Frage an Andrea Lindholz von Aline S. bezüglich Finanzen

Sehr geehrte Frau Lindholz,

als Bankangestellt verfolge ich quasi täglich die schwier ewigen Diskussionen um die Griechenland-Krise.
Meine Meinung über dieses Thema lassen wir nun mal dahin gestellt sein, das würde nur den Rahmen sprengen.
Mir brennen allerdings ein paar für mich persönlich wichtige Fragen auf der Zunge:

Wie rechtfertig die Politik es, dass Deutschland nicht zum ersten Mal wer weis wie viele Millionen/Milliarden ausgeben will um ein Land zu retten, dass in den letzten Jahren kaum Einsicht oder wirklichen Reformwillen gezeigt hat, während das EIGENE Volk an vielen Stellen eher mehr finanzielle Entlastungen bräuchte statt z.B. eine Erhöhung von Steuern und Soli oder eine Anhebung des Rentenalters?

Finden Sie es korrekt dass eine Bundeskanzlerin sich außenpolitisch offensichtlich mehr engagiert als im eigenen Land?

Wieso wird in so vielen Ländern das Volk bei wichtigen Dingen (wie z.B. die Rettung von Griechenland) nach seiner Meinung gefragt und wir in Deutschland müssen alles so hinnehmen wie die Politik es entscheidet?
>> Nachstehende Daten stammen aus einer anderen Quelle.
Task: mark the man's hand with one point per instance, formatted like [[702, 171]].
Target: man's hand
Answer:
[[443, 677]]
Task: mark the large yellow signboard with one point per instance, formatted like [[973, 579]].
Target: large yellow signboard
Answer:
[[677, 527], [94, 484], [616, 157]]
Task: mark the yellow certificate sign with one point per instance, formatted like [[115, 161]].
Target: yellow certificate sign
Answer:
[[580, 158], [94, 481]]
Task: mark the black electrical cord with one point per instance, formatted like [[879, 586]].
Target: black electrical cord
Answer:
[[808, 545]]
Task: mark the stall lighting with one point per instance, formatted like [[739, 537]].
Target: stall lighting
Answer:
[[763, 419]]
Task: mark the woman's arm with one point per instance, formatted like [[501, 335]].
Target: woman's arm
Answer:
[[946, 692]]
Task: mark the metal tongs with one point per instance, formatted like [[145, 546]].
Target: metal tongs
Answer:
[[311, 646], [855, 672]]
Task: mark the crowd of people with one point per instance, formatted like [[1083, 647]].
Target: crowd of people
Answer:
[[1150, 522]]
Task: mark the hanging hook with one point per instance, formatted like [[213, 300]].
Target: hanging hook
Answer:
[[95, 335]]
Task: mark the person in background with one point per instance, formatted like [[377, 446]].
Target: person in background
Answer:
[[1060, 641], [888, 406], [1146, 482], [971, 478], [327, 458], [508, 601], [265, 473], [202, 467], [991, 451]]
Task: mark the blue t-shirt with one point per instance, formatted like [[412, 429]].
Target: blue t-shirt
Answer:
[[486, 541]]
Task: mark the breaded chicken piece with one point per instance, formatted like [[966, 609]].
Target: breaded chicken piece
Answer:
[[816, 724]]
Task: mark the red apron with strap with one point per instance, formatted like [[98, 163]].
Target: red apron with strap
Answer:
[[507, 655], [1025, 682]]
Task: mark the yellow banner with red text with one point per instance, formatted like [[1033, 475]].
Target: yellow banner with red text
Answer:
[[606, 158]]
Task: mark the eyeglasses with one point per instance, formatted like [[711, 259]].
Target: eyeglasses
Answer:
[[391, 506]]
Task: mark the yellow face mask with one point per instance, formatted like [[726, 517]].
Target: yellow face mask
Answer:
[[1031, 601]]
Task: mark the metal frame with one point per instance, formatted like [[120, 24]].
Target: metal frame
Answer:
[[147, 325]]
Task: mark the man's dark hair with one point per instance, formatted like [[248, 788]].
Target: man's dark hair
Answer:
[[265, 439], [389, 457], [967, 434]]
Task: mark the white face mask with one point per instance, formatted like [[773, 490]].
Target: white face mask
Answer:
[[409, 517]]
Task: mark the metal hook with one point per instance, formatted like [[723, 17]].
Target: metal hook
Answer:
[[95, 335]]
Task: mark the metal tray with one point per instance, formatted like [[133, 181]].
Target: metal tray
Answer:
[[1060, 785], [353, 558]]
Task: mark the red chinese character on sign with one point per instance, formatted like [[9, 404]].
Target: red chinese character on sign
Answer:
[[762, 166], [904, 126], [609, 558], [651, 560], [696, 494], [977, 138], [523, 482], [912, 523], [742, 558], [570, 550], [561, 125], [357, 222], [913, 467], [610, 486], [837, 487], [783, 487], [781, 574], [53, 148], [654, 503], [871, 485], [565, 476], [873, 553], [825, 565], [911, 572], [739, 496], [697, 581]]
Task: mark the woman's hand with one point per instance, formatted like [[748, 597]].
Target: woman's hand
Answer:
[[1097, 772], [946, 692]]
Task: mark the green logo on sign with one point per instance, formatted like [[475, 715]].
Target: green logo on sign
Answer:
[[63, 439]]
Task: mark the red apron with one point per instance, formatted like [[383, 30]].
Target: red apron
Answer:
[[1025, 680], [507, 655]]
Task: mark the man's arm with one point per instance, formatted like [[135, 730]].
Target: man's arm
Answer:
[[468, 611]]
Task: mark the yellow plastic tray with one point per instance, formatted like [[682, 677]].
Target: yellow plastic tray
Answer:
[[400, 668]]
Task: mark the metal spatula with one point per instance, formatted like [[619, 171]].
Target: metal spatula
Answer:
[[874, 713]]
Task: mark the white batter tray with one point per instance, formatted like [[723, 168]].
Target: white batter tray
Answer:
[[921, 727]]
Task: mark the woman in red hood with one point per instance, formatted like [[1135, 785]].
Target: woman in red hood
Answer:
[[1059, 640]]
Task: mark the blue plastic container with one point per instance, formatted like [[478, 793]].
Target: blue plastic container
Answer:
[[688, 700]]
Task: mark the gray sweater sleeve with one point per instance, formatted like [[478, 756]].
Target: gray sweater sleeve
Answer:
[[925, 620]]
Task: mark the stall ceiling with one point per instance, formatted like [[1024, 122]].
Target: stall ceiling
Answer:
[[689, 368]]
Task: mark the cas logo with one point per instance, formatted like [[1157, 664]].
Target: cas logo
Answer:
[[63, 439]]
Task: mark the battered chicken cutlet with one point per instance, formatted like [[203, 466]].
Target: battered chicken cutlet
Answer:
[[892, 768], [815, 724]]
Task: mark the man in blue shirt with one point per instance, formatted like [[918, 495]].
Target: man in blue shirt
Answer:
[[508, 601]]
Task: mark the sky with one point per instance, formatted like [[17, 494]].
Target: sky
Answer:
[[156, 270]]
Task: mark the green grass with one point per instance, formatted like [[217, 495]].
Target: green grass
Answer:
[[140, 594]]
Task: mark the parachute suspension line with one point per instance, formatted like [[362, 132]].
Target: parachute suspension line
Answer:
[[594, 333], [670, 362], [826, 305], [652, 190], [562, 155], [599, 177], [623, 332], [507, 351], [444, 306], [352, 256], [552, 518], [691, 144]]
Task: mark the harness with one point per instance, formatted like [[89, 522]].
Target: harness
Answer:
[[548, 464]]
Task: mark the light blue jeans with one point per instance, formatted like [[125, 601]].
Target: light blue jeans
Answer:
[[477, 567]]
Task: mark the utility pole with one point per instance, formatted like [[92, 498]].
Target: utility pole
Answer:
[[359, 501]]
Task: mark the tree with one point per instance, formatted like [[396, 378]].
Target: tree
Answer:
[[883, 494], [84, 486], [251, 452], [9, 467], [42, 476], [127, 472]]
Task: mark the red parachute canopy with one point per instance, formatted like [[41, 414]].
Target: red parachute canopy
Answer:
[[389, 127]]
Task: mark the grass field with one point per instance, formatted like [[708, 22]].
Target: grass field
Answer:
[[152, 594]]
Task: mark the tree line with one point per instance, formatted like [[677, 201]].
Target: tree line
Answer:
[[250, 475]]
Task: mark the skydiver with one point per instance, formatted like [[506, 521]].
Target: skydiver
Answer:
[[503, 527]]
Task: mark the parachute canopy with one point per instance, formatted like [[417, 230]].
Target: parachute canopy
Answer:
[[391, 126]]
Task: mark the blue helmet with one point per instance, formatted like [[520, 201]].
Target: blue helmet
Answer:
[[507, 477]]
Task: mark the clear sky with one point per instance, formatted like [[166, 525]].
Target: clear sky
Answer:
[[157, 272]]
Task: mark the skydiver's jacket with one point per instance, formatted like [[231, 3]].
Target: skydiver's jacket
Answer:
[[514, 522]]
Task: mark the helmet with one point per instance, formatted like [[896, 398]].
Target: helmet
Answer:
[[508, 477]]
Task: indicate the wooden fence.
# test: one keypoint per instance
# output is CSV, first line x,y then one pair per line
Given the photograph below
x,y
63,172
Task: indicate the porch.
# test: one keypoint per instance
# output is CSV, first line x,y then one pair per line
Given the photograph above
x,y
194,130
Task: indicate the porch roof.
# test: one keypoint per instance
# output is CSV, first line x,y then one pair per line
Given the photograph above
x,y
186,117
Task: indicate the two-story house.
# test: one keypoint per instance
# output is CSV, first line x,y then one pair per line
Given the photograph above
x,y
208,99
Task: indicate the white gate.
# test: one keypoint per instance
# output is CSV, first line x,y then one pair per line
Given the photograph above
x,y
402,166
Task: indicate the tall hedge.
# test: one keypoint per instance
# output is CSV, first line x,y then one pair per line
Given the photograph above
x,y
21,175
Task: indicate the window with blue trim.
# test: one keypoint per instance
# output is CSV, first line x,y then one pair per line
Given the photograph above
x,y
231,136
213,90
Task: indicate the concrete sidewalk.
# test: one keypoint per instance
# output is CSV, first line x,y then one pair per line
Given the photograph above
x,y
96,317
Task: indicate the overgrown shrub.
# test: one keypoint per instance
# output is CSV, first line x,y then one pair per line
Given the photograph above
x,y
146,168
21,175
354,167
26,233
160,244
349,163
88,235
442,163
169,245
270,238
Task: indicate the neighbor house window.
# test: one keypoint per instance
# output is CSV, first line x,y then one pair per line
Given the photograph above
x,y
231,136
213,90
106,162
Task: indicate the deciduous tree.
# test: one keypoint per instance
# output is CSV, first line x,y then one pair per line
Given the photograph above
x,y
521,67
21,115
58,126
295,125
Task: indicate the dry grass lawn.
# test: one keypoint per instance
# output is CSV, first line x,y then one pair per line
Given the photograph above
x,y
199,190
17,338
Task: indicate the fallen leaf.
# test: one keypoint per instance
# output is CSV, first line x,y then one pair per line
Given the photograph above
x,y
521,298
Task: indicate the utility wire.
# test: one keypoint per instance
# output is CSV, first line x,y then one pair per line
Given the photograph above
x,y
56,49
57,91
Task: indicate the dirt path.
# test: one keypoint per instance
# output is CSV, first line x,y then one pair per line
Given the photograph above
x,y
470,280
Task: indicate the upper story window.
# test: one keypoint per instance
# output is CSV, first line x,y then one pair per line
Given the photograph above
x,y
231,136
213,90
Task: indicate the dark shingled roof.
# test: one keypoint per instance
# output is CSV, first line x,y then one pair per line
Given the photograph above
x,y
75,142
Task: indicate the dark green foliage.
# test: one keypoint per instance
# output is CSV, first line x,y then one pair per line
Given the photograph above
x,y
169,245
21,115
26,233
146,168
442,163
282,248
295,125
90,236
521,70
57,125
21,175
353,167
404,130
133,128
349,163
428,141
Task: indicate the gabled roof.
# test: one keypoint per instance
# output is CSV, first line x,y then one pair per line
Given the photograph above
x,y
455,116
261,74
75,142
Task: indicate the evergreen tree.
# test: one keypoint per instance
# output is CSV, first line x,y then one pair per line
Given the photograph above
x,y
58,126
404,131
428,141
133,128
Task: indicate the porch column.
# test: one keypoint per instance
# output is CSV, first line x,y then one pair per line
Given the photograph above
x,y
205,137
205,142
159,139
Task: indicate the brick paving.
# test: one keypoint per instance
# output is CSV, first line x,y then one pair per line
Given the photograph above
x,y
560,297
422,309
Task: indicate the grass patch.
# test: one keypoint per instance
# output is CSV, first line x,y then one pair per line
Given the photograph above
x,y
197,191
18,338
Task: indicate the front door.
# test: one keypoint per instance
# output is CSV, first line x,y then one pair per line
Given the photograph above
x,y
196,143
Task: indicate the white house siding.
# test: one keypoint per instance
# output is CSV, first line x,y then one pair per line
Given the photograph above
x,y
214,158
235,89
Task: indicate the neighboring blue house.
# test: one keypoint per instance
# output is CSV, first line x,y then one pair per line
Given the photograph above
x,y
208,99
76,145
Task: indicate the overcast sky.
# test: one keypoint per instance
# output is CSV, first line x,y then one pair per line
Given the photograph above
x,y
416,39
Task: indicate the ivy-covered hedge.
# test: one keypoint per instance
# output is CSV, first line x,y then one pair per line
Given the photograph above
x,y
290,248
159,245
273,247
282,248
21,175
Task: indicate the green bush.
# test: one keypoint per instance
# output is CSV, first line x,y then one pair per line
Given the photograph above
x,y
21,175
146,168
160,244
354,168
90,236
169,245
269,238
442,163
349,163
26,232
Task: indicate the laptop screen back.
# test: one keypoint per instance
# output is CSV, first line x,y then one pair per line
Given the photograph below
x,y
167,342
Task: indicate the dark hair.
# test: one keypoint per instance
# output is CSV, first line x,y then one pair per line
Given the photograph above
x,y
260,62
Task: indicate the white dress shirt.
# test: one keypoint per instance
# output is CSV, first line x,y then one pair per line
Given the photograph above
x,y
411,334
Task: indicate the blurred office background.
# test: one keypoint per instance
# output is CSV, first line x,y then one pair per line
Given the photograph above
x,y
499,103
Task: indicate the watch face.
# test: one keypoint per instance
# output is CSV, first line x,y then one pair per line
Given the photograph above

Ich muss offen gestehen, dass ich von unseren Politikern nach der letzten Wahl sehr enttäuscht bin. Ich würde mir wünschen, dass zukünftig die Bedürfnisse, Wünsche und Sorgen des eigenen Volkes mehr Wichtigkeit bekommen(gerade im Bezug auf Altersarmut, die Aufnahme von Flüchtlingen ect.). Meine Kreuze bei der nächsten Wahl werden jedenfalls anders gesetzt werden...

Vielen Dank für Ihre Rückmeldung!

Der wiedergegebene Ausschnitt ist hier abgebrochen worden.